Many students experience test anxiety, especially during exam season. Stress can cause poor performance on tests, so it is important to develop a repertoire of anxiety management skills to ensure the best grades possible.
Three keys to successfully taming test anxiety are proper preparation, self-care, and strategic test-taking.
Often, students experience nervousness before a test, because they feel underprepared. There are many study techniques to prepare for a big exam, and each student may have his or her preferred way of studying. Nonetheless, all methods of test preparation require adequate time budgeted to study.
If your teacher has provided a study guide, be sure to meticulously complete it---even if it is optional! Reviewing teacher feedback from old quizzes and assignments can also supplement your study guide or give you a launching point to focus your studies. Many teachers recycle questions from quizzes on their exams, so reviewing which questions you had previous trouble with will help you get a higher score. Regarding scheduling your study sessions, be sure to have at least two separate sessions of 45-60 minutes of intentional, focused material review. Additionally, students ought to complete 30 minutes of lighter (but comprehensive) subject overview before bed to better reinforce retention.
The best way to maximize an intensive study regimen, though, is with a proper self-care routine. Sleep has an immense impact on learning and memory; inadequate sleep actually impairs students' ability to retain information. To better process and remember your subject material, be sure to get at least seven hours of sleep nightly.

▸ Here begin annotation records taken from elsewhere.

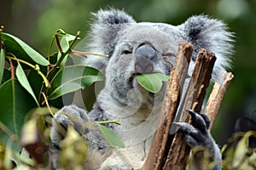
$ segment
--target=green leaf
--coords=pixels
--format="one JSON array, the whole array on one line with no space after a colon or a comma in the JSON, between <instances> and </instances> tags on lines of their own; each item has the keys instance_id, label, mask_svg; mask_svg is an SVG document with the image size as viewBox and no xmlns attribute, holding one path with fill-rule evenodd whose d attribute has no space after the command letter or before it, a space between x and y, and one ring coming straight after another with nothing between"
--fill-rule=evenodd
<instances>
[{"instance_id":1,"label":"green leaf","mask_svg":"<svg viewBox=\"0 0 256 170\"><path fill-rule=\"evenodd\" d=\"M73 36L71 34L64 33L64 32L59 32L58 37L61 37L61 46L62 48L62 51L66 53L69 49L69 42L75 39L75 36ZM61 57L61 53L59 51L57 55L57 60L60 60ZM67 60L68 54L67 54L64 57L64 60L61 63L61 67L63 68L66 65Z\"/></svg>"},{"instance_id":2,"label":"green leaf","mask_svg":"<svg viewBox=\"0 0 256 170\"><path fill-rule=\"evenodd\" d=\"M26 76L20 65L20 63L18 63L17 68L16 68L16 76L18 78L18 81L21 84L21 86L32 96L34 99L35 102L37 103L38 106L39 106L39 103L34 94L33 90L32 89L30 83L26 78Z\"/></svg>"},{"instance_id":3,"label":"green leaf","mask_svg":"<svg viewBox=\"0 0 256 170\"><path fill-rule=\"evenodd\" d=\"M117 136L116 133L114 133L112 130L110 130L109 128L106 128L103 125L98 124L99 128L105 139L105 140L107 141L107 143L108 144L110 148L113 148L113 147L119 147L119 148L125 148L125 144L123 143L123 141L120 139L119 137Z\"/></svg>"},{"instance_id":4,"label":"green leaf","mask_svg":"<svg viewBox=\"0 0 256 170\"><path fill-rule=\"evenodd\" d=\"M5 62L5 51L3 48L1 48L1 51L0 51L0 84L2 82L3 76L4 62Z\"/></svg>"},{"instance_id":5,"label":"green leaf","mask_svg":"<svg viewBox=\"0 0 256 170\"><path fill-rule=\"evenodd\" d=\"M37 63L45 66L49 65L49 62L44 56L18 37L3 32L2 39L6 48L6 53L11 53L17 58L32 64Z\"/></svg>"},{"instance_id":6,"label":"green leaf","mask_svg":"<svg viewBox=\"0 0 256 170\"><path fill-rule=\"evenodd\" d=\"M9 79L0 86L0 121L15 135L20 136L26 114L37 107L33 99L16 79ZM0 130L0 137L5 144L8 136Z\"/></svg>"},{"instance_id":7,"label":"green leaf","mask_svg":"<svg viewBox=\"0 0 256 170\"><path fill-rule=\"evenodd\" d=\"M103 74L95 68L85 65L66 66L53 78L50 82L52 87L47 91L47 94L49 99L55 99L103 79Z\"/></svg>"},{"instance_id":8,"label":"green leaf","mask_svg":"<svg viewBox=\"0 0 256 170\"><path fill-rule=\"evenodd\" d=\"M163 81L166 82L169 79L167 75L162 73L153 73L137 76L137 82L146 90L151 93L158 93L162 88Z\"/></svg>"}]
</instances>

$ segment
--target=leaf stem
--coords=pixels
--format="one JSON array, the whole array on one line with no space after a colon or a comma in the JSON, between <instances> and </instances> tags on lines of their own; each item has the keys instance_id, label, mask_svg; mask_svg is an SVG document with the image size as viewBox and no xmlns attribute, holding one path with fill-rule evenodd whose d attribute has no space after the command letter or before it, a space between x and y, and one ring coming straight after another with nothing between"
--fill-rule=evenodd
<instances>
[{"instance_id":1,"label":"leaf stem","mask_svg":"<svg viewBox=\"0 0 256 170\"><path fill-rule=\"evenodd\" d=\"M113 121L97 121L97 122L96 122L96 124L115 123L118 125L121 125L119 119L113 120Z\"/></svg>"},{"instance_id":2,"label":"leaf stem","mask_svg":"<svg viewBox=\"0 0 256 170\"><path fill-rule=\"evenodd\" d=\"M25 65L26 65L33 68L35 71L38 71L38 74L43 78L44 82L45 83L45 87L46 88L50 88L49 82L48 81L48 79L46 78L46 76L44 75L44 73L40 71L40 67L39 67L38 65L32 65L32 64L30 64L30 63L23 60L17 59L15 56L14 56L12 54L9 54L9 53L7 54L6 57L10 60L10 63L11 63L11 60L16 60L18 62L23 63L23 64L25 64ZM15 69L14 69L14 65L11 65L11 69L12 69L11 70L12 71L11 71L11 73L12 73L12 78L14 78L15 77Z\"/></svg>"}]
</instances>

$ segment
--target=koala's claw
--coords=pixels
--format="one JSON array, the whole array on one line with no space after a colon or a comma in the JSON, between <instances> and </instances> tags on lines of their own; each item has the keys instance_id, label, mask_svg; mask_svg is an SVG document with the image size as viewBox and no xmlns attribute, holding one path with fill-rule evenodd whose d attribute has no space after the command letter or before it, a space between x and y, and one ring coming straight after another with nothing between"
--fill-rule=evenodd
<instances>
[{"instance_id":1,"label":"koala's claw","mask_svg":"<svg viewBox=\"0 0 256 170\"><path fill-rule=\"evenodd\" d=\"M55 115L50 138L54 145L58 146L61 140L66 136L68 126L73 126L81 135L88 133L84 123L89 122L87 113L76 105L64 106Z\"/></svg>"},{"instance_id":2,"label":"koala's claw","mask_svg":"<svg viewBox=\"0 0 256 170\"><path fill-rule=\"evenodd\" d=\"M192 110L186 110L186 111L191 116L192 125L200 129L201 131L207 131L210 127L210 120L205 114L199 114Z\"/></svg>"}]
</instances>

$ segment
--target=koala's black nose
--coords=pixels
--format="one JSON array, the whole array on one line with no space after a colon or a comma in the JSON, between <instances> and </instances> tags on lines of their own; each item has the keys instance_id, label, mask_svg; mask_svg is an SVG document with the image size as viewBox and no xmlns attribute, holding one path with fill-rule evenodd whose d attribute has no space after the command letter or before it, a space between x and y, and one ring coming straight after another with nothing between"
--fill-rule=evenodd
<instances>
[{"instance_id":1,"label":"koala's black nose","mask_svg":"<svg viewBox=\"0 0 256 170\"><path fill-rule=\"evenodd\" d=\"M143 44L135 51L135 71L141 74L152 73L156 50L149 44Z\"/></svg>"}]
</instances>

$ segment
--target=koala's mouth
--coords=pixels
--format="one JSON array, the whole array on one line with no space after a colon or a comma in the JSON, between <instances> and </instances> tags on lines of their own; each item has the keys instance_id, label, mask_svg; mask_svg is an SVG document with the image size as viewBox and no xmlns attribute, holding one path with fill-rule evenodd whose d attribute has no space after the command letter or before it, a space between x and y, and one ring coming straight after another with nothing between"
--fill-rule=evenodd
<instances>
[{"instance_id":1,"label":"koala's mouth","mask_svg":"<svg viewBox=\"0 0 256 170\"><path fill-rule=\"evenodd\" d=\"M138 72L134 72L131 75L131 76L129 78L129 84L130 84L131 88L137 88L141 92L142 91L148 92L148 90L146 90L143 86L141 86L138 83L137 79L137 76L139 76L139 75L143 75L143 74L138 73ZM148 92L148 93L151 93L151 92Z\"/></svg>"}]
</instances>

Likewise, drink plenty of water: studies have shown that hydration improves cognitive performance. While proper sleep and hydration are important daily self-care habits, eating a carbohydrate-rich meal is best left for just the night before an exam. Be sure to eat a dinner, such as spaghetti, to fuel your brain for its heavy workload the next day. Additionally, caffeine can be anxiety-inducing, so it is best avoided before a stress-triggering event, such as an exam. Maintaining a healthy lifestyle will help reduce not only test-taking anxiety, but will also mitigate stress in a plethora of other areas.
Now that you have prepared yourself for the exam, the next hurdle is taking the test itself, and it is still easy to feel overwhelmed despite all the steps you have taken to equip yourself for success.
To maintain calm once the test is on your desk, only focus on answering the questions, not on how the score will impact your overall grade. Properly budget your time by not pondering too long on one question. If you get stumped, simply mark that question for later and return to it after completing the other components of the test. Often times, an answer to your difficult question may be tucked away in a later question in the test. If you absolutely do not know the answer to a problem, at least give it your best guess. Leaving a question blank is a guaranteed way to get it wrong.
These three tips are not only helpful for reducing test-taking anxiety, but they also are crucial for overall test success. No matter what, though, it is important to remember to stay positive and keep the experience in perspective: one test is not the end of the world. It is okay to feel some stress about your classes, because this shows that you care about your academic success, but it should not be consuming.